Wie kommt man zum Stausee Mooserboden?

Mit dem eigenen Auto nur bis zum Kesselfall Alpenhaus. Ab dort übernehmen ein Shuttlebus, der Lärchwand-Schrägaufzug und ein Anschlussbus. Die gesamte Auffahrt dauert rund 45 Minuten pro Richtung.

Wann sind die Hochgebirgsstauseen Kaprun geöffnet?

In der Saison 2026 vom 22. Mai bis 11. Oktober, witterungsabhängig. Täglich von 8:10 bis 16:45 Uhr, im Juli und August bis 17:00 Uhr. Die letzte Bergfahrt geht um 15:30 Uhr – wer später am Kesselfall steht, kommt nicht mehr hinauf.

Mooserboden oder Kitzsteinhorn – was lohnt sich mehr?

Beides sind Ganz- oder Halbtagesausflüge ab Kaprun, aber sie erzählen verschiedene Geschichten: der Mooserboden Wasser und Ingenieurbau auf 2.040 m, das Kitzsteinhorn Gletscher und Höhe auf 3.029 m. Bei tief hängenden Wolken ist der Mooserboden die robustere Wahl, weil die Staumauer und die Ausstellung auch ohne Fernsicht funktionieren.

Wie lange dauert die Wanderung um den Mooserboden?
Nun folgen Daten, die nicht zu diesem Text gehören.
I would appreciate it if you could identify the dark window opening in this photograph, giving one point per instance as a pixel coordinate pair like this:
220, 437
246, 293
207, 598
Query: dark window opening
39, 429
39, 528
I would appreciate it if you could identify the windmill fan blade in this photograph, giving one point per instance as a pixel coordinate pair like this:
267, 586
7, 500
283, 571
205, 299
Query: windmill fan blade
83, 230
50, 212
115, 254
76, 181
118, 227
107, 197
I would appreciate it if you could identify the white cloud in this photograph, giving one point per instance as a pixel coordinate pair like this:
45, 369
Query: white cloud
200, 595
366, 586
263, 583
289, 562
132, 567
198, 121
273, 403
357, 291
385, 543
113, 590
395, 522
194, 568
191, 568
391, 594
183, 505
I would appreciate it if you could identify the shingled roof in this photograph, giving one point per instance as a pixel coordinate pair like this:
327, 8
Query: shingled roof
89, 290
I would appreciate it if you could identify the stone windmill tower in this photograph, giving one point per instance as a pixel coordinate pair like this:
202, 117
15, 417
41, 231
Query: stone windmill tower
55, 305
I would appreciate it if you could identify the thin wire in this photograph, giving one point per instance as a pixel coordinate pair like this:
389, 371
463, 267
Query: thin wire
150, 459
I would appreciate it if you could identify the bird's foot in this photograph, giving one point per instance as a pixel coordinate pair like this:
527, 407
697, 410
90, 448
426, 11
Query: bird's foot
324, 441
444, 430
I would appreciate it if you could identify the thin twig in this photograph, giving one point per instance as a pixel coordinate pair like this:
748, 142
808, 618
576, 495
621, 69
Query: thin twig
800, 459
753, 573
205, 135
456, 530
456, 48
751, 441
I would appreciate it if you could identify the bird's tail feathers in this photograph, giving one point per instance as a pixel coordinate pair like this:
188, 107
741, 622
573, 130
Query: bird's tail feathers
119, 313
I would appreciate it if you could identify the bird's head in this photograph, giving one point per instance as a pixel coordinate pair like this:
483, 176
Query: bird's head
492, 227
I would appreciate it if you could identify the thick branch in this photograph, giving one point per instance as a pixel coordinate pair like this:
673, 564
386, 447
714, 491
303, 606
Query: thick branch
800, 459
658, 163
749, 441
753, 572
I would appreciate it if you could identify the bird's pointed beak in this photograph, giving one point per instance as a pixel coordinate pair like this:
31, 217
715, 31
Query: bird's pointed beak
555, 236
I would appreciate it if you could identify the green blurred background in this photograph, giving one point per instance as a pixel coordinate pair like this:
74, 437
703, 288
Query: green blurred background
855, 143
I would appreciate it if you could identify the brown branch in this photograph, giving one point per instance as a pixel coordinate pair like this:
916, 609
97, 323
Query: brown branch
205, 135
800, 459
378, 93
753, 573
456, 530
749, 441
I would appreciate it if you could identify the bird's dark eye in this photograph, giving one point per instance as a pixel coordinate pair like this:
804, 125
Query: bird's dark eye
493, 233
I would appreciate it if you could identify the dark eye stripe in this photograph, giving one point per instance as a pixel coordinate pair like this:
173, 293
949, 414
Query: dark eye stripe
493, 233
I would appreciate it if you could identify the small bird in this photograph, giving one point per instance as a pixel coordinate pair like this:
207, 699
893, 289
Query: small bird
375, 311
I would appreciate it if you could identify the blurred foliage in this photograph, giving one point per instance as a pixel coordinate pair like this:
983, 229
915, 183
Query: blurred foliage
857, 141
Der Rundweg um den Stausee dauert je nach Tempo etwa 2 bis 3 Stunden und ist überwiegend leicht bis mittelschwer. Festes Schuhwerk wird empfohlen.

Sind die Hochgebirgsstauseen für Familien geeignet?

Ja – schon die Auffahrt mit Bus und Schrägaufzug ist für Kinder ein Erlebnis, und oben gibt es leichte Wanderwege und eine Erlebnisausstellung. Für sehr kleine Kinder sind die vier Umstiege und die windige Staumauerkrone allerdings anstrengender, als es von unten aussieht.